"Where shall any t'anger go?" he replied. The sting of the epithet, although innocently meant by the generous Martian, twisted Thorne's sodden mind until he pounded his temples with a groan of empty pain.

"Where, indeed, good Hanu?" Almost he laughed, throwing wide his tattered arms in the remnants of the brave red International jacket. "To the north Vulhan City and the gutter, to the south your people and a greater contempt than theirs, for I have tried to be their friend. Oh, I know, Hanu! It's in your eyes. It's in mine, too. There for good and all. So what's left but the sea again ... and no petty fool to drag me forth to shame me even before you, the last of all my friends."

"I am your friend always, friend Thorne." The Martian's voice was gentle. "But you have come to the end. You know that now. But not in the sea."

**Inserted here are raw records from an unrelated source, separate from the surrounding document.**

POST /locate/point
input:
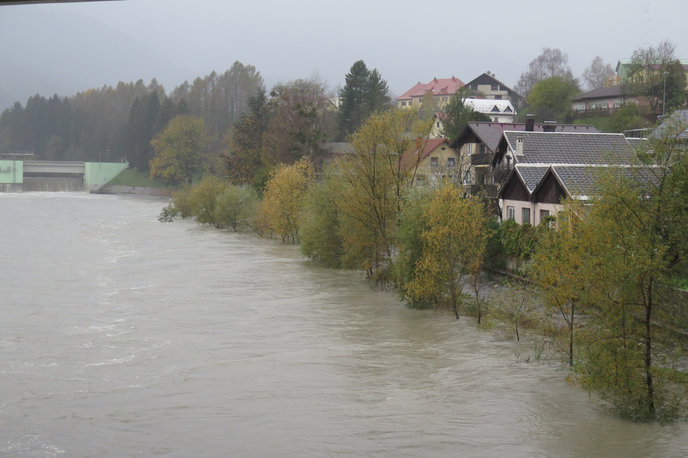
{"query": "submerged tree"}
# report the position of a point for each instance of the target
(377, 185)
(453, 249)
(285, 196)
(633, 245)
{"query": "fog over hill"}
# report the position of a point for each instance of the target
(69, 47)
(62, 52)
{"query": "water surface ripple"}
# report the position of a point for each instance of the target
(122, 337)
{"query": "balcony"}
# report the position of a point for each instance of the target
(481, 159)
(485, 190)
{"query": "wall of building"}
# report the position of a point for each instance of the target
(98, 174)
(11, 172)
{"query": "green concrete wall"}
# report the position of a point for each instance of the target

"Where else?" Thorne sat down abruptly, his legs giving way beneath him. A haze was descending over his foggy mind and he pressed his temples again, burying his face in his hands, Hanu nodded to the left.

"The desert."

Thorne looked up, amazed. "That horror!"

"The desert is slow ... but not unkind. There will be many things to think on as you walk." Hanu leaned on his spear, regarding the sunken wreck sitting before him. "Our old men go forth in the evening when they no longer care to live. Our wicked pass from us across the sand, for we do not kill. There is peace there ... and rest. What else, we do not know. They never return."

A shudder passed over the beachcomber. Slowly he rose to his feet. "No," he admitted, staring with a grudging, affectionate admiration at the grey one. "You do not kill." Abruptly he offered his hand. "Before I go?"

Hanu smiled, pulling his whisker. "You will go? The woman is already gone and we will forget her like yesterday's tide, but we shall not forget the man who was with us that far-off day. We shall not forget." The pink-palmed, five-fingered hand clasped Thorne's. "Forget us not, friend Thorne."

"I won't, Hanu. Goodby ... and thanks. It's all I can leave you, friend, but I know it counts, even from a space-rat like myself." Abruptly he wheeled and trudged away up the slope toward the higher trees back of the beach. He did not look back, even when Hanu's spear plunged into the sand twenty feet ahead and the grieving Martian wailed a piercing call of farewell.